Posted at 5:59 PM, May 11, 2021
and last updated 2021-05-11 17:59:56-04

MARTIN COUNTY, Fla. — It was only a few seconds, but there was a lot of drama in the video Martin County Sheriff William Snyder showed county commissioners Tuesday.

It showed a confrontation between deputies and an individual suffering a mental health crisis.

“I’ve had five deputies in the last few months that have pulled triggers and shot people,” Sheriff Snyder said Tuesday. He calls mental health issues a crisis situation.

Baker acts and suicides are up in the county this year.

“Unfortunately we have become the institute of first resort and last resort for people suffering from mental illness,” said Snyder.

In January, deputies killed a mentally ill woman who lunged at them with a weapon.

In March, a Martin County man killed his mother, then was killed in a confrontation with police in Brevard County.

The Sheriff says he owes it to the community to prevent violence between law enforcement and those struggling with mental illness, as his office is the largest mental health provider in the county.

“They come in undiagnosed mental illness and sometimes for the first time they see a mental health provider in the jail,” said Snyder.

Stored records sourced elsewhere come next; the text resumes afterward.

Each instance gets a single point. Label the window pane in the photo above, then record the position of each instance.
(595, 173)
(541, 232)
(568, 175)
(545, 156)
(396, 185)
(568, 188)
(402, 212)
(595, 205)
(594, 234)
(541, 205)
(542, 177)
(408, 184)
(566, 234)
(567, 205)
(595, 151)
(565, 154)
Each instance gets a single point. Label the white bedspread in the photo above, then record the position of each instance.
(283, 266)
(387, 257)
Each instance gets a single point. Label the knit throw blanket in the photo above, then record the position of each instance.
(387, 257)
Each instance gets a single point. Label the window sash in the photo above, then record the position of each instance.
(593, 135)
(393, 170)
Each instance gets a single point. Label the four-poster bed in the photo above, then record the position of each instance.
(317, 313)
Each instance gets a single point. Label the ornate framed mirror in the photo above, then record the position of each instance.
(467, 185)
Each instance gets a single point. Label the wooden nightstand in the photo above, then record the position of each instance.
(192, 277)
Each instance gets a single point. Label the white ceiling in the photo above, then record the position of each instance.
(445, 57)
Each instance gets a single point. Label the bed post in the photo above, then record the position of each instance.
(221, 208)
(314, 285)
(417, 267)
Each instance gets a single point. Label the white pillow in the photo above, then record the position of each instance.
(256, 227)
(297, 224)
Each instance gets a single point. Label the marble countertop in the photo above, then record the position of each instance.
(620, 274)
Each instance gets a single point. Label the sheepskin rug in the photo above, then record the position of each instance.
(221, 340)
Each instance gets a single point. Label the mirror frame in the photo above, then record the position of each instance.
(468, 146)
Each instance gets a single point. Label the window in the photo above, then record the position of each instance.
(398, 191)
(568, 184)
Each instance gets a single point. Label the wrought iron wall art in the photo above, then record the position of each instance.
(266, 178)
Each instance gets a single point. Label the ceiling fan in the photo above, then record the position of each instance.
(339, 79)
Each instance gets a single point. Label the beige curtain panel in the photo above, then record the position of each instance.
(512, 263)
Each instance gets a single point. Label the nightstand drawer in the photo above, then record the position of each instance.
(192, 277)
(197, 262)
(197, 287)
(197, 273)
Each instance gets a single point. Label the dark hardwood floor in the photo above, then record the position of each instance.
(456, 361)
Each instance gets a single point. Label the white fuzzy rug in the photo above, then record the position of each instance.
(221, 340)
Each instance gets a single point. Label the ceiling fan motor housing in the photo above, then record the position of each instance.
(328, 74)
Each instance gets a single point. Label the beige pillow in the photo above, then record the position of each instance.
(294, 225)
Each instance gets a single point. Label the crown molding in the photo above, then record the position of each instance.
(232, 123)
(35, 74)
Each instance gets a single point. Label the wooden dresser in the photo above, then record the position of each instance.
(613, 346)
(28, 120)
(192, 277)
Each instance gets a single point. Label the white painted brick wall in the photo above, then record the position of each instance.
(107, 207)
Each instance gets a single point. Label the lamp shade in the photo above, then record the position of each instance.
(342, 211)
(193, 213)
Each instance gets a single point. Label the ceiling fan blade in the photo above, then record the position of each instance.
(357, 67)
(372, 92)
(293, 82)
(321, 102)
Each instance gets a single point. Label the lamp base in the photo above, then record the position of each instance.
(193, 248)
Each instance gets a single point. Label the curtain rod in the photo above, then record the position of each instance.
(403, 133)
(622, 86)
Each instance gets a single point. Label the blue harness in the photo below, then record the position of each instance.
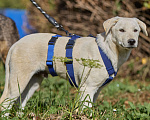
(69, 64)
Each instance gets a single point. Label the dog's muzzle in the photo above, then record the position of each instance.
(131, 42)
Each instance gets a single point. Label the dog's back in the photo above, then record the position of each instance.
(8, 35)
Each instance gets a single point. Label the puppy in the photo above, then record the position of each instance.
(8, 35)
(26, 60)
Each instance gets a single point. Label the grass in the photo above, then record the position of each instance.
(122, 99)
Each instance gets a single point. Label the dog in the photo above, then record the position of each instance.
(8, 35)
(26, 60)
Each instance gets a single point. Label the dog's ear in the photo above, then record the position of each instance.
(142, 26)
(109, 23)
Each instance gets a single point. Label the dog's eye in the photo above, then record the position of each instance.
(135, 30)
(121, 30)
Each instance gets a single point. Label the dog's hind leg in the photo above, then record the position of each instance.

New Horizons of the Treasure Coast has counselors now working with the Sheriff’s office 24-7 as people come into the jail, and when they leave the jail.

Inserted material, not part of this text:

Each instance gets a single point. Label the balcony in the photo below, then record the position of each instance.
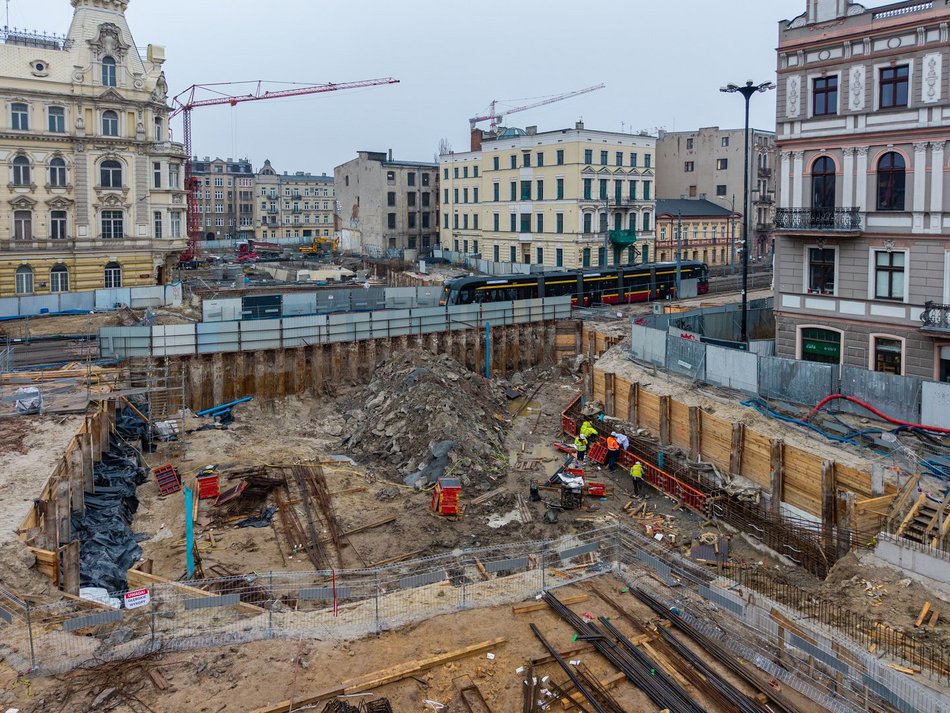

“So we can also go out with Sheriff when they go out on those calls and have a group and a team of people able to help the Sheriff keep people out of the back of their seats and out of the jail,” said New Horizons CEO William Wims.

The sheriff says his office is looking at new ways to approach mental illness calls, including a five-point chart with differing levels of potential violence.

“Calls that meet a threshold where’s there a likelihood of violence, we intend to have a special unit with specially trained deputies, maybe taking an online college course. We can’t produce psychologists but what I can do is have better educated, better trained deputies in the arena of mental illness,” said the sheriff.

The Sheriff says a specialized mental health unit could lead to fewer deadly encounters in the future.